Libia arrastra 16 años de guerra civil y división política, con dos gobiernos rivales asentados en Trípoli y Bengasi, y múltiples facciones armadas compitiendo por el control del territorio y los recursos energéticos. El anuncio supone un hito en los esfuerzos internacionales, que se han intensificado desde principios de 2026, según las fuentes.
El papel de la comunidad internacional
La iniciativa cuenta con el respaldo de las potencias occidentales, especialmente Estados Unidos, que ha retomado su mediación para evitar que Libia se convierta en un vacío de poder. El comunicado no detalla si los comicios abarcarán tanto la presidencia como el parlamento, un punto clave que ha bloqueado acuerdos anteriores. La fecha de febrero de 2027 deja un margen de ocho meses para resolver las disputas sobre el censo y las listas electorales.

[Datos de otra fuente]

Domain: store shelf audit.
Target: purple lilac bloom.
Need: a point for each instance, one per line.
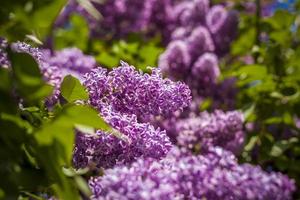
(175, 60)
(224, 129)
(4, 62)
(70, 61)
(213, 176)
(55, 67)
(106, 150)
(191, 13)
(200, 41)
(129, 91)
(205, 70)
(119, 17)
(222, 24)
(122, 96)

Implicaciones para el Mediterráneo y España
La estabilización de Libia tiene consecuencias directas para el flanco sur de la OTAN y para España, dada la proximidad geográfica. Un Estado libio unificado reduciría la presión migratoria sobre las costas españolas y limitaría la influencia de actores externos como Turquía y Rusia, que mantienen presencia militar en el país. Sin embargo, el escepticismo persiste ante la posibilidad de que grupos armados locales boicoteen el proceso. De prosperar, sería la primera vez desde 2014 que los libios acuden a las urnas bajo un mismo marco nacional.